Weak investment returns keep life insurance confidence subdued
Ernst & Young Financial Services Index Q3 2008
The 3rd quarter 2008 Ernst & Young Insurance confidence index continued declining, due to sustained weak investment income, which in turn kept profits growth subdued (albeit positive) during the quarter. The declining confidence is in line with weaker business confidence across most financial services segments. During the quarter, life insurance confidence fell to 57, from 63 in the previous quarter.
This is the 21st quarterly survey measuring confidence in the life insurance industry. The research is conducted by the Bureau for Economic Research in Stellenbosch.
Life insurance confidence remains the weakest of all financial services sectors, trailing the banking industry, (61 points), and investment managers (67 index points). Comments Tim Rutherford, insurance industry spokesperson at Ernst & Young; ‘Confidence among life insurers continues to fall, primarily on the back of weak investment income. Weak equity markets are not helpful for life companies, and across the globe, the sector is feeling the impact of volatile equity markets.’
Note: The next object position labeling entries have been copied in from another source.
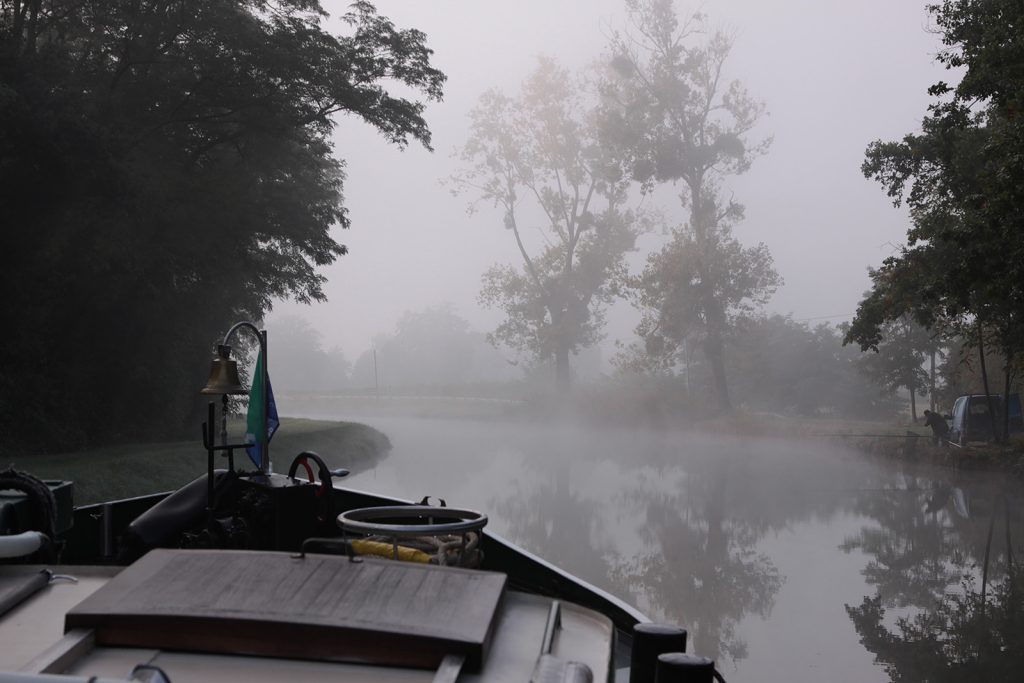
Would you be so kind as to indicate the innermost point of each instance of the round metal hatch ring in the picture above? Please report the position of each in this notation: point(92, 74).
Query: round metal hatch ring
point(373, 521)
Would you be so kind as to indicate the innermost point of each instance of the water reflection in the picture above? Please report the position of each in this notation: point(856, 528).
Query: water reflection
point(787, 561)
point(948, 595)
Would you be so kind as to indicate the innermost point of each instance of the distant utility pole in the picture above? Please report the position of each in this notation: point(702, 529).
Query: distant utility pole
point(377, 384)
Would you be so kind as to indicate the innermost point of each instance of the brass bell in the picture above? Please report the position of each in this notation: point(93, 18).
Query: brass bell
point(223, 374)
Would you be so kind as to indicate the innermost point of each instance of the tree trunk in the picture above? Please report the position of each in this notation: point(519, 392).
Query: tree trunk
point(563, 379)
point(931, 386)
point(714, 352)
point(984, 383)
point(1007, 380)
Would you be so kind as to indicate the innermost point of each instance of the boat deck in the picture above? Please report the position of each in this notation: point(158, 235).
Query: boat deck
point(325, 619)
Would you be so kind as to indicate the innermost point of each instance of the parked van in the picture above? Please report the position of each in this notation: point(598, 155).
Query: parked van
point(971, 421)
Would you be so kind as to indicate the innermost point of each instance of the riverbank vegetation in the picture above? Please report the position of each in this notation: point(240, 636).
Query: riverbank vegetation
point(137, 469)
point(167, 169)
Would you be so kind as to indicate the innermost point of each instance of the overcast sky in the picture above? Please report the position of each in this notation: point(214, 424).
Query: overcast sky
point(835, 75)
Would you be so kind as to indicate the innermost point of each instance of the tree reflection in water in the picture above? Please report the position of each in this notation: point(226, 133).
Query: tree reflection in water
point(948, 596)
point(668, 532)
point(699, 566)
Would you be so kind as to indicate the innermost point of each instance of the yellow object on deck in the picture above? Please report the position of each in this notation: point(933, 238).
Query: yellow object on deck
point(381, 549)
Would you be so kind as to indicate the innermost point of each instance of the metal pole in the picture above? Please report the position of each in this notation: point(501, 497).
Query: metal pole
point(265, 466)
point(261, 439)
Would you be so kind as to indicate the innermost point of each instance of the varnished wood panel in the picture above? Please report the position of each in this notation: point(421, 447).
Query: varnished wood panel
point(323, 607)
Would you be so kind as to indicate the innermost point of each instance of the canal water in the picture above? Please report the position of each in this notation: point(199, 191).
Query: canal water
point(786, 560)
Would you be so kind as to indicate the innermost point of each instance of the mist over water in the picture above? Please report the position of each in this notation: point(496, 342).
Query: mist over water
point(761, 548)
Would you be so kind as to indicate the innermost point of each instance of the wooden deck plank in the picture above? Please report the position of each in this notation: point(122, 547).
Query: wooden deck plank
point(323, 607)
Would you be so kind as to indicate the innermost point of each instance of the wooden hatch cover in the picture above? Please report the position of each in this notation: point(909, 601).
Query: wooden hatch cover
point(273, 604)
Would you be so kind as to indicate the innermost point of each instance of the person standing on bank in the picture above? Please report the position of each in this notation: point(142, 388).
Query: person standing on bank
point(940, 430)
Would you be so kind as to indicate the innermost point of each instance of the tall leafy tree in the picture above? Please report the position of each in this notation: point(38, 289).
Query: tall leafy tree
point(167, 168)
point(538, 158)
point(682, 123)
point(961, 178)
point(899, 363)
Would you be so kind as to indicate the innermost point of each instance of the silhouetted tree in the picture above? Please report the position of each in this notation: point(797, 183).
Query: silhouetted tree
point(167, 169)
point(898, 363)
point(537, 157)
point(682, 123)
point(961, 178)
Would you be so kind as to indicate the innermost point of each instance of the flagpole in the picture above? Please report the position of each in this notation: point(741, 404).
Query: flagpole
point(261, 438)
point(265, 466)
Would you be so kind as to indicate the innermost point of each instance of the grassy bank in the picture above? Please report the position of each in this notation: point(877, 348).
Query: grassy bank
point(124, 471)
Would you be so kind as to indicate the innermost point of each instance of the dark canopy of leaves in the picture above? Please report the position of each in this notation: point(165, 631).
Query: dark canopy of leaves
point(963, 179)
point(166, 169)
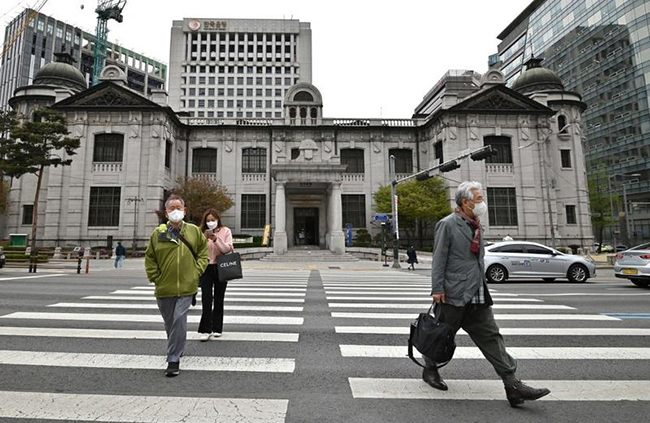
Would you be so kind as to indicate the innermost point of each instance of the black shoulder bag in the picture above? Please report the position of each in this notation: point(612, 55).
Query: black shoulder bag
point(432, 338)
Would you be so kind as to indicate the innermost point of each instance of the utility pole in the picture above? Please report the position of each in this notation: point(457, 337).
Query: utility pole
point(393, 200)
point(135, 200)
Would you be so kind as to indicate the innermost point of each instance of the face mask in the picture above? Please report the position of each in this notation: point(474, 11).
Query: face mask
point(176, 216)
point(480, 210)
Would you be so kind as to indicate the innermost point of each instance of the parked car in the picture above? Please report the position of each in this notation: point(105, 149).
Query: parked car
point(634, 264)
point(529, 260)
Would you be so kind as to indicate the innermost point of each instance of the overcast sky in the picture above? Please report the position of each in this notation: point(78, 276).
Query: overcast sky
point(370, 58)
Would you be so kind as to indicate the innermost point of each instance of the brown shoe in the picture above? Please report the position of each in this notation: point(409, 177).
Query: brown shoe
point(520, 392)
point(431, 376)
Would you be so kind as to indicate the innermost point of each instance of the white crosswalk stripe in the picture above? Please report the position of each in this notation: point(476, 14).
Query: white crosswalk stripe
point(273, 300)
point(369, 302)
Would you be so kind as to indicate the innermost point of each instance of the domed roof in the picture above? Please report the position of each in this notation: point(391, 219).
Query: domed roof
point(537, 78)
point(62, 74)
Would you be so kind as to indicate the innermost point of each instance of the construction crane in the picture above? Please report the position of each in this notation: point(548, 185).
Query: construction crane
point(106, 10)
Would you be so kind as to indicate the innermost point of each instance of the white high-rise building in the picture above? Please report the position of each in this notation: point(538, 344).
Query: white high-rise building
point(236, 68)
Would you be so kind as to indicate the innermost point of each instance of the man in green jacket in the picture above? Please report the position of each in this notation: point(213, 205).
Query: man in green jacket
point(176, 257)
Life Insurance Confidence Levels
(Click on image to enlarge)
Rutherford continues, ‘Confidence reached the lowest level yet in the five year history of the index, and it is a remarkable turnaround from the situation of last year, and into the first quarter of 2008. However, not all is doom and gloom. Operationally, premium incomes are providing some relief to the industry. Life insurers can take some comfort from their rising premium growth – other financial services segments are not reporting rising core revenue growth just yet.’
Another key finding of the survey relates to rising costs. All segments of financial services are being pressured by cost growth, which is not falling in line with slower revenue flows. Both banks and investment managers have experienced difficulties in getting their cost bases to slow in line with slowing revenues.
Rutherford adds, ‘ To a large extent, costs have been incurred by operational needs. Compliance costs have generally increased, as the degree and scope of regulation has intensified in the last few years. Whilst the industry was generally able to absorb these additional costs in a strong economy, it is proving difficult to slow the pace of cost rises in a slower economic growth environment.’
The survey also found that lapses and surrenders continue to rise. Says Rutherford, ‘ This is likely a symptom of the economic environment. Lapse rates are high when times are tough, particularly in the low end of the market, where the easiest debit order to bump has little impact on one’s day to day living. Surrenders may also be rising due to consumer squeeze, with a policy surrender used to provide for everyday general living expenses.’
He continues, ‘ General economic circumstances remain subdued in the household sector. Whilst overall GDP growth remains robust, consumers are still reeling from the impact of high interest rates, and high and rising inflation. Whilst it does appear that there is relief in terms of slowing oil and food prices, the middle and lower consumer segments are still feeling the pinch. In addition, GDP growth has not generated strong job growth yet
Net profits in the life insurance sector were only marginally positive in the 3rd quarter of 2008, the 3rd consecutive quarter that profits growth has remained subdued. Says Rutherford, ‘ Profit growth in life insurance continues to slow, in line with other financial services sectors and more broadly with the general economy. Higher premium income was insufficient to offset the impact of significantly lower investment income growth. We notice that in the interim reporting period to June 2008, the major life insurers collectively reported a 20% decline in headline earnings. This confirms that the trend which had already started in the first half is continuing into the latter half of 2008.
Rutherford also points out that the net pace of inflows growth into the sector continues to trail that of outflows. ‘This is a concern because it shows that over time, the life book is shrinking in size, i.e. there is no real growth in the market, and in fact, the market is shrinking. This is symptomatic of a mature life market (despite the need to extend the lower-income segment of the market). More worrying, is that it also indicates that product churn probably accounts for at least some of the new premium growth.’
In conclusion, says Rutherford, ‘ Life insurance industry confidence remains subdued in the 3rd quarter, but this is in line with many other sectors. Until there is household relief from financial pressures, confidence amongst retail banks, motor vehicle manufacturers and retailers are all likely to remain weak. Life insures have the double whammy of relying on (weaker) investment income for a large portion of their earnings, and it is thus understandable why their confidence levels are lower than that of their other financial services peers.’